Balanced Sinkhorn from the Python Optimal Transport Library

The Optimal Transport problem aims at minimizing the transport cost between a source distribution (the predictions) and a target distribution [Kan58, Mon81, Vil09]. This particular problem solves a regularization of the original problem with Sinkhorn’s algorithm, well suited for GPU parallelization [Cut13, PeyreC+19]. In the limit of reg (or reg_dimless) to 0, this becomes the Hungarian algorithm. We refer to Proposition 1 of [DPDPS+23] for further information. By consequence, this matching can be seen as a regularized version of the Hungarian one.
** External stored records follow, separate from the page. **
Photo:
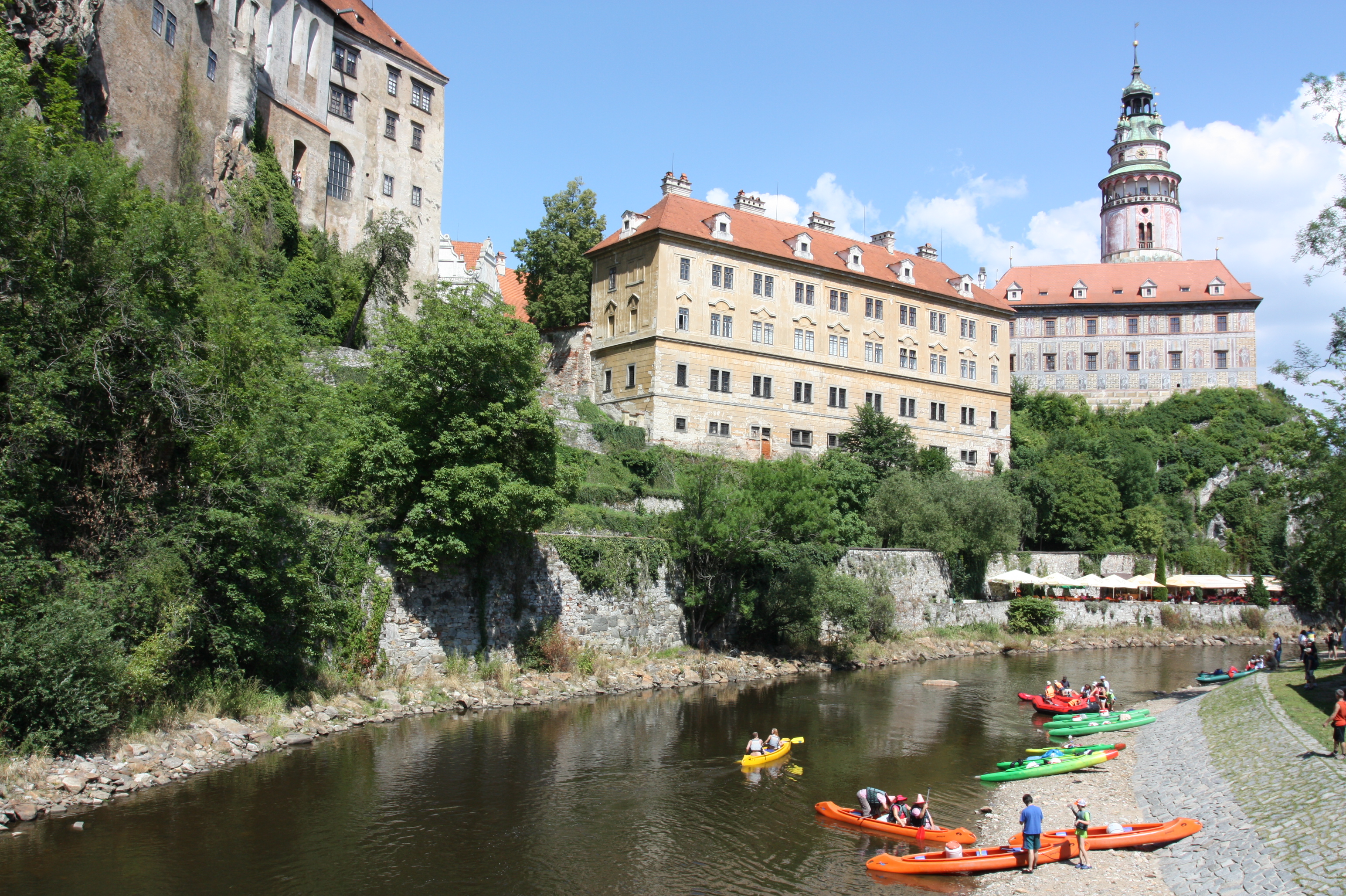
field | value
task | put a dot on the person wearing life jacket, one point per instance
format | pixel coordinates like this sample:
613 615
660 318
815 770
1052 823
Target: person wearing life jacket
874 802
920 816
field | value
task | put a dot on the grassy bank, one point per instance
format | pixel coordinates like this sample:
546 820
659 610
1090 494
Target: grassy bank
1309 708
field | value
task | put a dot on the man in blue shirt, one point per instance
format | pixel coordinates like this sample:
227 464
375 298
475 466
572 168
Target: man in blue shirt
1031 821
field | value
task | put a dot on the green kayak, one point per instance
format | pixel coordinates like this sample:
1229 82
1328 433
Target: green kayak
1041 769
1073 751
1098 716
1096 728
1205 679
1080 723
1067 753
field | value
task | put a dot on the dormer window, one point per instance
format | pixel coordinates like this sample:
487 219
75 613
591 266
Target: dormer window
630 222
800 245
905 271
721 228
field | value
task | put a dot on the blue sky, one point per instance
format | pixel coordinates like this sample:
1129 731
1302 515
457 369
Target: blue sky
972 126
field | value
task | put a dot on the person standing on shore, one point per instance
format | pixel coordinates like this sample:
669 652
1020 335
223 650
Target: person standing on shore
1081 809
1031 821
1339 723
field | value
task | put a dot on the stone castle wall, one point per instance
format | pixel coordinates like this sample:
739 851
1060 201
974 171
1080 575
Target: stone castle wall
428 621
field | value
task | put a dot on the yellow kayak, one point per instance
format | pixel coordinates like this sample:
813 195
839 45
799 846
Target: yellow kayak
769 758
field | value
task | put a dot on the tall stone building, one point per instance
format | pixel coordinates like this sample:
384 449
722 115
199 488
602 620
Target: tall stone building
356 112
1143 323
719 330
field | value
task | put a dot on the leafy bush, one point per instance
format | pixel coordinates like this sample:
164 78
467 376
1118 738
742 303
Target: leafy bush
1254 618
62 676
1031 615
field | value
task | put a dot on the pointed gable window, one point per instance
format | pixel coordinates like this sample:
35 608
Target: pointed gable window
721 227
800 245
630 222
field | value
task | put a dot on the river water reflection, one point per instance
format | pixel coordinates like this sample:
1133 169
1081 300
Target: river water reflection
634 794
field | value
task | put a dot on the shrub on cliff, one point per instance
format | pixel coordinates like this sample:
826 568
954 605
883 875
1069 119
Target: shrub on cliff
1031 615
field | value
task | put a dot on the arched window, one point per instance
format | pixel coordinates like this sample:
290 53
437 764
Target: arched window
341 169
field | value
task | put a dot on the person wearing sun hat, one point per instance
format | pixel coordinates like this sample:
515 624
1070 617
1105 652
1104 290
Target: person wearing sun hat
1081 809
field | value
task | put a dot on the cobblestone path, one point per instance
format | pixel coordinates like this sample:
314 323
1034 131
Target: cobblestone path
1283 779
1176 777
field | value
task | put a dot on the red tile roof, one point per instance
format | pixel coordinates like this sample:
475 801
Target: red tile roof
512 291
368 24
470 252
1104 280
757 233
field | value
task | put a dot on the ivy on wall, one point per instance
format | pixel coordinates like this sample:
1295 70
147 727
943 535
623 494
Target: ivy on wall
614 566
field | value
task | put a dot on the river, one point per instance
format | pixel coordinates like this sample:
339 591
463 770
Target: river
632 794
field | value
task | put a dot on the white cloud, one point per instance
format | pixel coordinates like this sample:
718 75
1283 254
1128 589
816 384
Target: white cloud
831 201
1060 236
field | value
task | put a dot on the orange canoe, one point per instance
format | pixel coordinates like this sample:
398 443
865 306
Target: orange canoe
1131 835
935 835
972 860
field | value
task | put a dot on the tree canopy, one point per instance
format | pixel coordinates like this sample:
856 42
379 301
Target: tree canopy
552 267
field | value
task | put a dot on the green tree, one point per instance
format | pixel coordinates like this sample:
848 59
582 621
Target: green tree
387 255
1325 237
453 445
880 442
552 267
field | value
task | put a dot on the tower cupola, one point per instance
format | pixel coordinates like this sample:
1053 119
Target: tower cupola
1141 217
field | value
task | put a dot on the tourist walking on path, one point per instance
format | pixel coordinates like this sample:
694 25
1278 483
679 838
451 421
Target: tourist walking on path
1031 820
1339 723
1081 809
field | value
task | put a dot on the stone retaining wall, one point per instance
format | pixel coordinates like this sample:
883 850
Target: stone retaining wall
430 619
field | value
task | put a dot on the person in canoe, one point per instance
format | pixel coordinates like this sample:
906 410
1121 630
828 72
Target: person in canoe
898 812
1081 809
920 815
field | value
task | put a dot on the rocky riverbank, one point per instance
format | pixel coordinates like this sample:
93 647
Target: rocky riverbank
56 786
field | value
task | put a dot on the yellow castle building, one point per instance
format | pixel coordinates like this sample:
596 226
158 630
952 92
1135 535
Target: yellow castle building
721 330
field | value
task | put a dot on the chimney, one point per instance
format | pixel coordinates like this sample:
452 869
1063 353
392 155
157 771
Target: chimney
677 186
819 222
748 202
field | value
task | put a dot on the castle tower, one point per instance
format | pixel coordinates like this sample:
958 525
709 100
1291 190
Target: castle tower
1141 217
We consider the matching cost \(\mathcal{L}_{\text{match}}\) = cls_match_module + loc_match_module between the \(N_p\) predictions \(\hat{\mathbf{y}}_i\) and \(N_t\) targets \(\mathbf{y}_j\). In particular, the cost of the background \(\mathbf{y}_{N_t+1} = \varnothing\) is given by \(\mathcal{L}_{\text{match}}\left(\hat{\mathbf{y}}_i, \varnothing\right)\) = bg_cost.

For each element in the batch, the following problem is solved and the match \(\mathbf{P}\) is retrieved.
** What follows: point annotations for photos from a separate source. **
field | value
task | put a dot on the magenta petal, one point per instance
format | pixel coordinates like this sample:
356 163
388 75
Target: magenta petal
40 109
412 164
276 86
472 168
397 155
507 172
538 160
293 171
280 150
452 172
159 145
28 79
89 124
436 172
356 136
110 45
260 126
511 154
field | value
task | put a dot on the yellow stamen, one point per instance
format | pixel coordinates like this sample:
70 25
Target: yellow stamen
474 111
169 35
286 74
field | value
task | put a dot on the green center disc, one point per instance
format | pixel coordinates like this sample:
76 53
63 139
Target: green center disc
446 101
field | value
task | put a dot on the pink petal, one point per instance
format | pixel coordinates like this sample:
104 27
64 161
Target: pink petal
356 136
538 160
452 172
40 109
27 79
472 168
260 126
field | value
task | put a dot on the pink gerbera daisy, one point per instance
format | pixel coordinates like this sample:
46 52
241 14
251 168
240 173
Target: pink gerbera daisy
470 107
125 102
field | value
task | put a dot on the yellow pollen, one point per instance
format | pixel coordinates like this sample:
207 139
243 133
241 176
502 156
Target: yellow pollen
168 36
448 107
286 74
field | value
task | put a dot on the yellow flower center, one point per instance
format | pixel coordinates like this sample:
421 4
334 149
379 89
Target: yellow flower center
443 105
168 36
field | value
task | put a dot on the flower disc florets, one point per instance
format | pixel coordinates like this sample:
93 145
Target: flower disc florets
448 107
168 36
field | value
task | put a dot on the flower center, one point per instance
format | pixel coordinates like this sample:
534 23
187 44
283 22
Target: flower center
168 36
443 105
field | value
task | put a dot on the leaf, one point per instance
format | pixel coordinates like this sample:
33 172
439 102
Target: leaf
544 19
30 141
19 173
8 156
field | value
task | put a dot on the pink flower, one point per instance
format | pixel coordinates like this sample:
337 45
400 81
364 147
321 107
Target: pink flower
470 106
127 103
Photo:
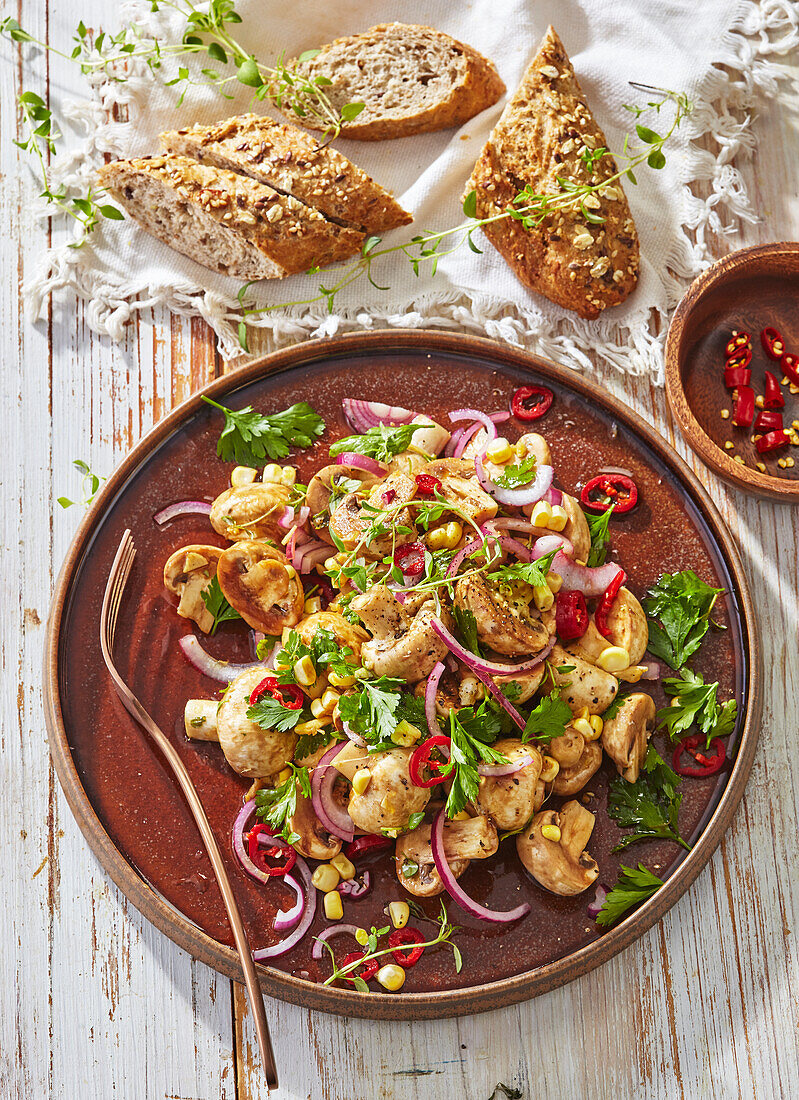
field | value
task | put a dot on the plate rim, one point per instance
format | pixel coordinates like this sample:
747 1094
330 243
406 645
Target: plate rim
744 477
428 1005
\begin{align} N_p * \underset{\mathbf{P}\in \mathbb{R}^{N_p \times N_t+1}}{\mathrm{arg\,min}} &\sum_{i,j=1}^{N_p,N_t+1} P_{i,j}\mathcal{L}_{\text{match}}\left(\hat{\mathbf{y}}_i, \mathbf{y}_j\right) - \mathtt{reg} * \,\mathrm{H}(\mathbf{P}), &\\ \mathrm{s.t.} & \sum_{j=1}^{N_t+1} P_{i,j} = 1/N_p, & \forall\; 0 \leq i \leq N_p \;\text{(predictions)},\\ & \sum_{i=1}^{N_p} P_{i,j} = 1/N_p, & \forall\; 0 \leq j \leq N_t \;\text{(targets)},\\ & \sum_{i=1}^{N_p} P_{i,j} = (N_p - N_t)/N_p, & j = N_t+1\;\text{(background)}. \end{align}

with \(\mathrm{H}: \Delta^{N \times M} \rightarrow \mathbb{R}_{\geq 0} : \mathbf{P} \mapsto -\sum_{i,j} P_{i,j}(\log(P_{i,j})-1)\) the entropy of the match \(\mathbf{P}\), with \(0 \ln(0) = 0\) by definition.
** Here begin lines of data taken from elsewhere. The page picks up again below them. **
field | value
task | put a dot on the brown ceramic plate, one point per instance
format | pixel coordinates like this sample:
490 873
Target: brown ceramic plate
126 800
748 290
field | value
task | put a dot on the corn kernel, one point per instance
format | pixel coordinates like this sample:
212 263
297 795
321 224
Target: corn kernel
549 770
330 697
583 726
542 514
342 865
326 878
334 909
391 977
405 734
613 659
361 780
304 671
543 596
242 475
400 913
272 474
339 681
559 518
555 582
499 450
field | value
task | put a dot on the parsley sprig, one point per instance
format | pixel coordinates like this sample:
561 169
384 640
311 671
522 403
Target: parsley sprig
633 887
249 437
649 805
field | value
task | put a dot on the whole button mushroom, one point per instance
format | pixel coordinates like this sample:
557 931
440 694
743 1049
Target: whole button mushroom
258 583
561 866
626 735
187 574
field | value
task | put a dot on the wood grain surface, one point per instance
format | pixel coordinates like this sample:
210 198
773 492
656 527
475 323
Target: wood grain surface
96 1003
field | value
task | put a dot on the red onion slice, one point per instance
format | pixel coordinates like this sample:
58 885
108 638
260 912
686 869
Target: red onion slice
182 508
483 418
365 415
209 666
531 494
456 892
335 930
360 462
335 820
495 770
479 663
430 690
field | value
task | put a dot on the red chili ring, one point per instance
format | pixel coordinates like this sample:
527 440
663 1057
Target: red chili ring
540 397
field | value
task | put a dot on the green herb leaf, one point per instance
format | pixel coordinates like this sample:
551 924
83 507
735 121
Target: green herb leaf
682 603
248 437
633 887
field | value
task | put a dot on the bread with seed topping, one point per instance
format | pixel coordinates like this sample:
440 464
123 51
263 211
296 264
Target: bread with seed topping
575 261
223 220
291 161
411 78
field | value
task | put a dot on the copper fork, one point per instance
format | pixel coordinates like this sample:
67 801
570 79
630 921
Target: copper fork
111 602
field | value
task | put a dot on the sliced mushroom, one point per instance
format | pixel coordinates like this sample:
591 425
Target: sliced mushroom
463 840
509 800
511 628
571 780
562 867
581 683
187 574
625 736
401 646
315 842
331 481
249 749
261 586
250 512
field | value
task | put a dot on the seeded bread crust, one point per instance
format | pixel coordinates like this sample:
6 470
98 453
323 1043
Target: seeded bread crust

In the particular case where no background is used, the problem remains the same but the last column of \(\mathbf{P}\) is just unnused.

Warning

If the formulation converges to the Hungarian algorithm in the limit of reg (or reg_dimless) to 0, it becomes more and more unstable if solved using Sinkhorn’s algorithm. We encourage to use uotod.match.Hungarian if no regularization at all is explicitly seeked, at the cost of loosing parallelization.

Class

class uotod.match.BalancedPOT(**kwargs)

available_methods = ['sinkhorn', 'greenkorn', 'sinkhorn_log', 'sinkhorn_stabilized', 'sinkhorn_epsilon_scaling']

compute_cost_matrix(input: Dict[str, Tensor] | List[Dict[str, Tensor]], target: Dict[str, Tensor] | List[Dict[str, Tensor]], anchors: Tensor | None = None) → Tensor

Computes a batch of cost matrices between the predicted and target boxes.

Parameters:

input (dictionary) – Input containing the predicted logits and boxes. “pred_logits”: Tensor of shape (batch_size, num_pred, num_classes). “pred_boxes”: Tensor of shape (batch_size, num_pred, 4), where the last dimension is (x1, y1, x2, y2).
target (dictionary) – Target containing the target classes, boxes and mask. “labels”: Tensor of shape (batch_size, num_targets). “boxes”: Tensor of shape (batch_size, num_targets, 4), where the last dimension is (x1, y1, x2, y2). “mask”: Tensor of shape (batch_size, num_targets).
anchors (Tensor) – the anchors used to compute the predicted boxes. (batch_size, num_pred, 4), where the last dimension is (x1, y1, x2, y2).
background (bool, optional) – Indicated whether the background has to be added.

Returns:

the matching between the predicted and target boxes: Tensor of shape (batch_size, num_pred, num_targets + 1) or (batch_size, num_pred, num_targets) if background is False.

Return type:

Tensor (float)

compute_matching(cost_matrix: Tensor, target_mask: Tensor) → Tensor

Computes the matching between the predicted and target boxes. The optimal transport problem is solved using the Sinkhorn algorithm. :param cost_matrix: the cost matrix. Tensor of shape (batch_size, num_pred, num_tgt + 1). :param target_mask: the target mask. Tensor of shape (batch_size, num_tgt). :return: the matching. Tensor of shape (batch_size, num_pred, num_tgt + 1). The last entry of the last dimension is the background.

Computes the matching.

Parameters:

cost_matrix (Tensor) – Cost matrix of shape (batch_size, num_pred, num_targets + 1).
target_mask (BoolTensor, optional) – Target mask of shape (batch_size, num_targets).

Returns:

The matching \(\mathbf{P}\) for each element of the batch. Tensor of shape (batch_size, num_pred, num_targets + 1). The last entry of the last dimension [:, :, num_target+1] is the background.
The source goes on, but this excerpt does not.